In my last blog post, I outlined how every organization’s business model has the same six components—(1) Value Proposition, (2) Culture, (3) Channels, (4) Operating Processes, (5) Resources, and (6) Pricing. I also talked about the need for continuous evolutionary business model improvement. In other words, these components need to change over time as you learn better ways and as the world around you changes.

But why is it that so many CEO’s in both small and large companies—including many in our industry—are reluctant to embrace business model change in a systematic way? Staying in your mental comfort zone can be a way to avoid stress. If something worked for you in the past, making fundamental changes can feel like jumping into the abyss. How many juvenile product companies have simply modeled themselves after what their competitors are doing or what used to work 10 years ago but is no longer appropriate for the times?

We all have mental models that structure how we see the world and drive our actions. You could define a mental model as a set of assumptions about reality. Just think Republicans versus Democrats or pro-life versus pro-choice. In business too, we all develop mindsets about what works and doesn’t work based on our nature and our experiences. In his book The Fifth Discipline, Peter Senge talked about the importance of “. . . the discipline of managing mental models—surfacing, testing, and improving our internal pictures of how the world works . . .” While the easy thing is to keep on doing what you’ve been doing, it’s more crucial for business survival than ever to not only be open to alternatives but to force yourself to routinely consider them.

Unfortunately, most managers never adopt this discipline. They may not even be consciously aware of the set of assumptions that is guiding their actions so they are unable to change it when change is necessary. Their mindset has become a mind prison. In my consulting work, as an outsider, I can often immediately see business model changes in client companies that would have rapid beneficial effects. But to get the client CEO to adopt the change is often a struggle simply because their mental model is blocking their view of current reality. The first step towards breaking out of jail is to recognize you’re incarcerated.

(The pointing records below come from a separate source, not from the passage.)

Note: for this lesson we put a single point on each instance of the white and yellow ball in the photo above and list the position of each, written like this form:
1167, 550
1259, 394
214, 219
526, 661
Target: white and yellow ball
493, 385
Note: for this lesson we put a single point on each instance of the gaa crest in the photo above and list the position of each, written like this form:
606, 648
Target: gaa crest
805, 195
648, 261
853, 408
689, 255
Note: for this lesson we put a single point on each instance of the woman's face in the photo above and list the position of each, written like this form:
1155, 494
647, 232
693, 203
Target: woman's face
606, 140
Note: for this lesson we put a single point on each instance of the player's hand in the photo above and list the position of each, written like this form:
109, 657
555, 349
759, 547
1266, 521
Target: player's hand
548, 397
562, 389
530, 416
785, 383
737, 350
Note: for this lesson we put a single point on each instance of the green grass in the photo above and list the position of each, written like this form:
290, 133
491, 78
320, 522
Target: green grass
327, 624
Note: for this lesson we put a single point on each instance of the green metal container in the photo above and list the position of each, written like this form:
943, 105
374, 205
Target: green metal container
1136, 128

Managing your mental model is not a one-time thing. It needs to be done regularly. CEO’s not only need to manage their own mental models, but those of their employees as well if they expect to succeed. By “manage” in this case I don’t mean coerce. You need to work together with your senior team to jointly evolve first your mental model and then your business model.

This is why kids in garages can out-innovate giant corporations. The kids aren’t in mind prison yet. They’re open to new ideas and driven by optimism that is untainted by painful life experiences. They’re also willing to put in the time and effort required. Fortunately, you don’t need to be a wet behind the ears twenty-something in a garage to manage your mental model rather than be blinded by it.

What you need to do is institutionalize regular (at least annual—maybe even quarterly) review of your mental model and then your business model and its components. This is the new “strategic planning”. It’s not a planning exercise, it’s a design exercise and as such it starts with a clean slate every time. Once you know what business model components you want to change, then you plan the implementation. But, you first start with an open-minded design process. And, if you commit to doing it on a regular basis and with a “flexible mind”, it’s guaranteed to break your mind out of prison and keep you out.

If you’d like help creating the right business model development process for your company, sign up for a series of Skype mentoring sessions.

Action Suggestion for This Month: Meet with your key managers and list on a flip chart all your “mental model” assumptions and beliefs about the industry, target consumers, competitors, employees, channels of distribution, product opportunities, pricing, etc. Consolidate the list to the most important and then see if you can reach consensus and validate the accuracy. That exercise alone would be very beneficial. Then, based on these “shared assumptions”, discuss what your business model might look like if you were creating it today. You might be surprised and energized by the results.